Stagflation vs inflation
Inflation is an ever-present feature of an economy, whereas stagflation is an anomaly. Inflation refers to an increase in prices of goods and services in an economy over time. An average of 2% inflation per annum is considered to be acceptable and indicative of a healthy economy, according to the mainstream economic school of thought.
Stagflation, on the other hand, is a period where the economy is, to put it bluntly, in a bad shape. It is marked by high inflation, high unemployment, and a shrinking economy as denoted by a decrease in GDP. Investor sentiment is typically negative, as higher prices (caused by inflation) combined with lower demand (due to high employment) generally result in lower stock earnings for corporations.

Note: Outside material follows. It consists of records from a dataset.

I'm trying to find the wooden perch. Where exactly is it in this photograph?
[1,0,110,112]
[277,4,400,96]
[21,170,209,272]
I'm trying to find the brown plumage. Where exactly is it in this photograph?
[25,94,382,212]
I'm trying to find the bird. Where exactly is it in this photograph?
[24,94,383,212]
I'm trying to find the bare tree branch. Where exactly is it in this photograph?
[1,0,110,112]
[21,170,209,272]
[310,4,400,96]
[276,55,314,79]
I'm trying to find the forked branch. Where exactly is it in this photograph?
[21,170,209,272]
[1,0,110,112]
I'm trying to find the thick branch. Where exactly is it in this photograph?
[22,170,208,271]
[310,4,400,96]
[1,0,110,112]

How to invest in a stagflation?
When stagflation occurs, investors usually see a decline in the home currency relative to other currencies. Investors may also see declines in stock prices as market participants try to protect themselves against inflation by shifting money into more stagflation-resistant assets.

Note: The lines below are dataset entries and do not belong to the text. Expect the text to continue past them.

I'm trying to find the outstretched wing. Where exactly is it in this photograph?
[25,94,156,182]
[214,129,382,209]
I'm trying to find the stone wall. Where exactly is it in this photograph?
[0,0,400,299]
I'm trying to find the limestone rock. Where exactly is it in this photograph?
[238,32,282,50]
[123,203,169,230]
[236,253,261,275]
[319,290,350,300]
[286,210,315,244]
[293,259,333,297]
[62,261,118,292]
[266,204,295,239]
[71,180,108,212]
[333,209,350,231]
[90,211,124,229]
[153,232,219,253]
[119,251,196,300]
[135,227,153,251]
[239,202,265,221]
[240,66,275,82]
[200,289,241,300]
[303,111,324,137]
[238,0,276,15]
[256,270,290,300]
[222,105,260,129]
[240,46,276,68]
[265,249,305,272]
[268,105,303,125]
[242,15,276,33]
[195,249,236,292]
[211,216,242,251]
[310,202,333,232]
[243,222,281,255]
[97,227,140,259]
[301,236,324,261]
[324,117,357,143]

When stagflation is on the horizon, it is important to diversify your investments. You must be careful when investing in mutual funds, index funds, or ETFs and select investment vehicles positioned to handle stagflationary periods.
In stagflationary environments–which involves high inflation–it is generally safer to reduce one’s bonds and stocks holdings. When people have less money to spend, and businesses produce less, their value also decreases. This is why the stock market is not the best place during stagflation.

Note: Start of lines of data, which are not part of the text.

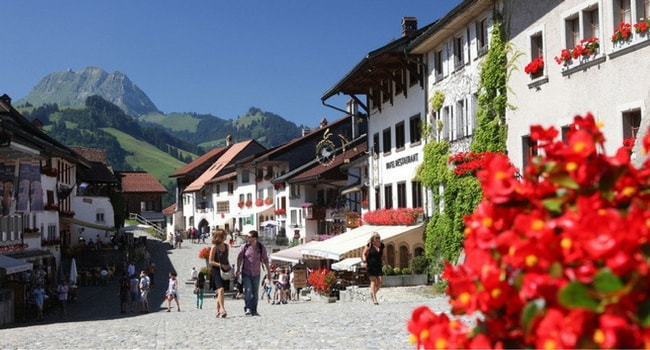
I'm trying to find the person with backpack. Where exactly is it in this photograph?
[117,273,131,314]
[194,271,205,309]
[208,229,231,318]
[236,230,271,316]
[139,270,151,314]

Instead, smart investors usually choose to invest in commodities (such as oil, gas and copper), because if inflation is high, commodity prices will also increase. This is not to say there will not be risks or volatility in this asset class.
Real estate is another viable investment option in a stagflationary economy, especially when it is bought on a fixed-rate mortgage. This is because prices usually increase with inflation, while the mortgage payment is relatively lower (since it was pegged to a lower, fixed interested rate.)
Is crypto investing good in a stagflation?
Increasingly, investors are looking to crypto as an alternative asset class money against inflation and, if it comes to it—stagflation. In the early when the prices of fiat currencies devalue due to inflation, cryptocurrencies, Bitcoin in particular, become one of the few solutions to protect purchasing power.
Bitcoin and stagflation
Bitcoin, with its fixed supply of 21 million, is considered to be a deflationary asset. In theory, this makes it a good inflation hedge–but with Bitcoin increasingly getting treated the same as high-risk stocks/equities especially in the past two years, this theory is being put to test as the world enters 2022 with uncommonly high inflation almost everywhere around the world.
At the time of writing, Bitcoin continues to trend downwards in price, having lost about 70% of its peak value since November 2021. Hardcore Bitcoiners are continuing to “stack the sats,” however, as they believe its price will in time cross $100,000 and to buy it now is to get in at a good discount.
In any case, this is the first time Bitcoin is experiencing its first full-blown recession as a significant asset class (it was introduced to the world in 2008 during the Global Financial Crisis but nobody took it seriously as an asset then.) It will be interesting to see how Bitcoin, and by extension, altcoins such as Ethereum, perform during this period of turbulence and uncertainty.